Situated west of Boise, Meridian has grown rapidly in recent years and boasts a population of more than 147,000 people, according to estimates from the Community Planning Association of Southwest Idaho. That’s more than four times its population at the start of the century.
The city, traditionally a bedroom community of Boise, has also attracted businesses and jobs — now importing more workers than it exports.
As for City Hall, the 618 employees on the city’s payroll earn an average of $86,455 a year, according to data provided by the City Clerk’s Office on Dec. 17. That ranges from part-time scorekeepers in the Parks and Recreation Department earning $13,500 a year, or $13 an hour, to a city attorney paid roughly $192,600 a year.
The attorney, Bill Nary, is the city’s highest-paid employee, followed by Police Chief Tracy Basterrechea, who earns about $189,900 a year.
Elected officials in the city tend to make less.
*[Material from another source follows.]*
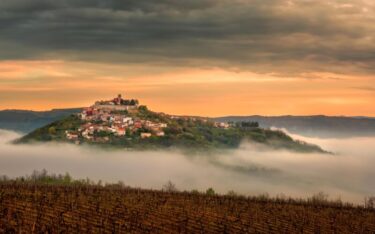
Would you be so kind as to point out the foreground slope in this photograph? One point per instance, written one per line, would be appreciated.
(32, 208)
Mayor Robert Simison, earned just shy of $139,400 a year when data was provided, making him the city’s 38th highest-paid employee. But he’s slated for a $3,500 pay bump this year, plus another $3,500 in 2027, the Meridian City Council decided in July.
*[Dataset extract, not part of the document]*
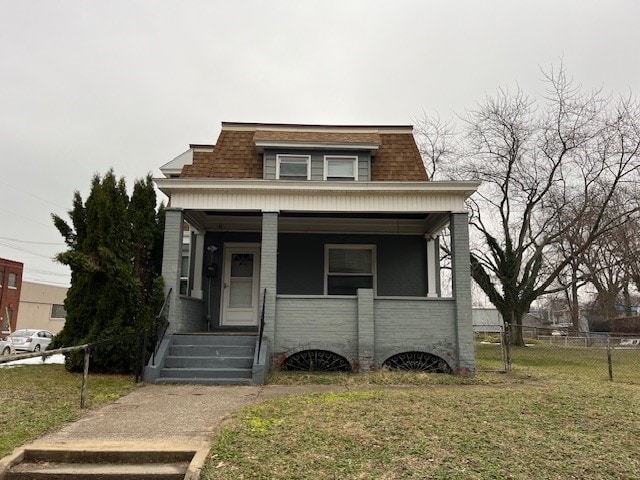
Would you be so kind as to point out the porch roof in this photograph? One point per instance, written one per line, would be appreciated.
(315, 196)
City Council members on the six-person council earn roughly $17,300 a year, while the council’s president earns nearly $19,100 a year for the part-time role.
But salaries aren’t the only marker of compensation for city workers. In fiscal year 2025, the city paid over $2.5 million in various forms of overtime, data showed, much of it to police officers and firefighters.
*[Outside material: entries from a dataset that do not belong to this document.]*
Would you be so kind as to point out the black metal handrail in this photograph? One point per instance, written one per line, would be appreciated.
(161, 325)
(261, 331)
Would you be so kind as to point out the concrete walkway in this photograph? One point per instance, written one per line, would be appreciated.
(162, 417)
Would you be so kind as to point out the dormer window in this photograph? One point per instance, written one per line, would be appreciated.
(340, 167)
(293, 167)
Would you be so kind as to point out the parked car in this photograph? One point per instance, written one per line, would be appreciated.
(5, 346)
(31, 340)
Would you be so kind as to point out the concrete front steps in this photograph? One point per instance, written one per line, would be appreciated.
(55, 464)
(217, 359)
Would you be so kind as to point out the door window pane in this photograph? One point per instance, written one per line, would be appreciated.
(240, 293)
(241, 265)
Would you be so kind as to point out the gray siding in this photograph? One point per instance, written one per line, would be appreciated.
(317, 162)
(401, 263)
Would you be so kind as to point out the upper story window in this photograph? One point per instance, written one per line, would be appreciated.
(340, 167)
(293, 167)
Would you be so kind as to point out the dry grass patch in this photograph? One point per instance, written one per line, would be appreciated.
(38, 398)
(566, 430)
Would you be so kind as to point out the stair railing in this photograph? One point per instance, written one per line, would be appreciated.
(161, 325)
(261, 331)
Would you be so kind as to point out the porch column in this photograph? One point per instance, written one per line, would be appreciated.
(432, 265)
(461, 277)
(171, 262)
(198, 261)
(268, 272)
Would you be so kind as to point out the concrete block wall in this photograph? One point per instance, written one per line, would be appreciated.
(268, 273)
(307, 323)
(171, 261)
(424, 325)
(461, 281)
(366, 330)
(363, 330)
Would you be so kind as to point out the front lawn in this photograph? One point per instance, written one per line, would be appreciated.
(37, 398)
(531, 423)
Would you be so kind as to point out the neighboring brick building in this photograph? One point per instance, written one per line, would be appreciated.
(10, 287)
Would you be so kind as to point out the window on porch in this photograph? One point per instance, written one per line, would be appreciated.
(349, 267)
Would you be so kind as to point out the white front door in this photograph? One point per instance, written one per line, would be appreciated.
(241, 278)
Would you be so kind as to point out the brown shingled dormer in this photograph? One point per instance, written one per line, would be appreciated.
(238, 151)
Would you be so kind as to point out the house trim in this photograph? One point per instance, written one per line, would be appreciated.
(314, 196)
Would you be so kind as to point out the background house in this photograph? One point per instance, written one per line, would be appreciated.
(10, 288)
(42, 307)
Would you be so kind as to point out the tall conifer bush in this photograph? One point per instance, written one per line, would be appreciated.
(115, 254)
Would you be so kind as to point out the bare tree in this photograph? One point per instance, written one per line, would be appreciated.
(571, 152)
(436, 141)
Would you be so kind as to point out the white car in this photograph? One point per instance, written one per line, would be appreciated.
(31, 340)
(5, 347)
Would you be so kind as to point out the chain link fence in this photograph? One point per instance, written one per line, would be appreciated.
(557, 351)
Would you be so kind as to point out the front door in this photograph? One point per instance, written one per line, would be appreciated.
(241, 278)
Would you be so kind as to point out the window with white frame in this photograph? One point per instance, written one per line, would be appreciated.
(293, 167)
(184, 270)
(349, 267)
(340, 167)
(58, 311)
Uniformed patrol officers for the police department earned an average of $12,300 in overtime pay last fiscal year, on top of average salaries north of $104,000. Four city employees — three police officers and a fire captain — earned more than $30,000 in overtime.
Meridian voters passed a public-safety levy in November that’s expected to raise police salaries by 9% starting on Oct. 1, 2026, following concerns that Meridian police wages couldn’t keep pace with robust compensation packages in Boise.
Search the pay of more than 600 Meridian employees with the Statesman’s salary database below. (If your device doesn’t display the search fields, click here.) Note that not all of the overtime earners over the last fiscal year will appear in the database, which includes only people actively employed by the city as of Dec. 17.
Meridian salary database
BEHIND THE STORY
MOREWhy did we make this public?
Public employees work for taxpayers. Their salaries and wages are public information.
Idaho state employee pay has been publicly available on various websites, including the Idaho Statesman’s, for years. But there hasn’t always been an easy way to see what Treasure Valley local governments pay their employees.
We believe there is value in opening the curtains to show how governments spend taxpayer money. Not only can that sunshine help prevent and catch fraud, waste and abuse, it lets us see how wages differ between, and within, the many offices of our local governments.
Have an idea for another database? Think we should make more information public? Contact us at newsroom@idahostatesman.com or tips@idahostatesman.com.
How did we get the data?
We requested payroll and overtime data from local governments in December 2025.
What’s the fine print?
First, this is a snapshot in time. Employees are hired, fired, promoted and given raises every day.
Second, employees aren’t all paid the same way. For the most part, you can figure out an employee’s annual pay by multiplying their hourly rate by 2,080. But that’s not always true. Some employees are part-time. Some, like council members, are paid a set amount. Others, especially emergency first responders like firefighters and police officers, can work nontraditional hours and/or get overtime. Their annual pay may be higher — in some cases much higher — than their hourly rate would suggest.
Finally, the “hire date” isn’t necessarily the date that person first joined the ranks of public servants. Some employees are seasonal, temporary or took other jobs between stints working for the city or county.